What the Balance of your TnR Account?

Did you know you have a Trust and Respect account?  I didn’t until this last week when a discussion with HR and an employee brought it into my mind. We were discussing being a team instead of a working group and the difficulties of dealing with different people.  Our actions affect the accounts we hold with others.  Their actions affect our account for them.  The key to maintain workable levels in our accounts is to be open and honest in our communication.  Don’t hide our feelings for others.  If someone annoys us and we have to work with them on a regular basis, it’s not up to our managers to solve the problem. It’s up to us.  Besides when managers step in they often screw things up.  They don’t know the inner workings of the people having conflict. The people having the conflict project onto the manager and don’t have the interaction with the person they need to.  Even if managers help, the individuals with differences are accountable for their own transactions into their respective trust and respect accounts.

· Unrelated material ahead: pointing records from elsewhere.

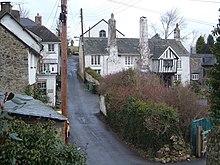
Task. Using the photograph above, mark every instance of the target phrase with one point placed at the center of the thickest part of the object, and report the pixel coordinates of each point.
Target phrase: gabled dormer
(164, 60)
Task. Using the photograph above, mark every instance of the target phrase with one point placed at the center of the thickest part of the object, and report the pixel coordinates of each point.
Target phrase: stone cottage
(19, 53)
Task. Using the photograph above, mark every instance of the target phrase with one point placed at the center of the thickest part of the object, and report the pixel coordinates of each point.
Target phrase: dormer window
(168, 63)
(102, 33)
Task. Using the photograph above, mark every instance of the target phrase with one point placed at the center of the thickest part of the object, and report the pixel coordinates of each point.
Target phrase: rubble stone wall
(13, 62)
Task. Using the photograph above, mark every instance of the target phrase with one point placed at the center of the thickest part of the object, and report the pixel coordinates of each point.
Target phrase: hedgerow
(150, 89)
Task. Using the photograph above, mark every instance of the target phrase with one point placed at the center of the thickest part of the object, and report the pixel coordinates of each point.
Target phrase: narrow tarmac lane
(101, 145)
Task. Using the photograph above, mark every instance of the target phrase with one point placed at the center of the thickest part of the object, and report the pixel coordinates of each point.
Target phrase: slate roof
(45, 34)
(102, 20)
(41, 31)
(206, 59)
(130, 46)
(195, 65)
(33, 50)
(30, 107)
(27, 22)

The key to maintaining and increasing the funds in our trust and respect accounts with others is to take the focus off of ourselves.  Listen to ourselves from the other’s point of view.  Imagine what we sound like in their minds.  When we don’t consider the effects of our actions and words on others, our account balances fall.  We become work associates or just acquaintances.  We keep our interactions to a minimum and only speak when spoken to. When we think about our words and their effects on others, our interactions begin to change. Our intention shifts.  We consider how others may respond to us instead of just telling them about ourselves and our own problems.  The next step is to find something about the difficult people in our lives that we find interesting.  By seeking what we like in others, we connect more readily.  By asking them questions and getting them to share, our account balances rise.  Before long the division in the relationship characterized by interchanges of “me,” “me,” “me” become “we,” “we,” we.”  The relationship builds trust and respect.

trust and respect

What’s the balance of your trust and respect account with others?

Point of View
Imagine what others think of how you talk about yourself. How would you take it?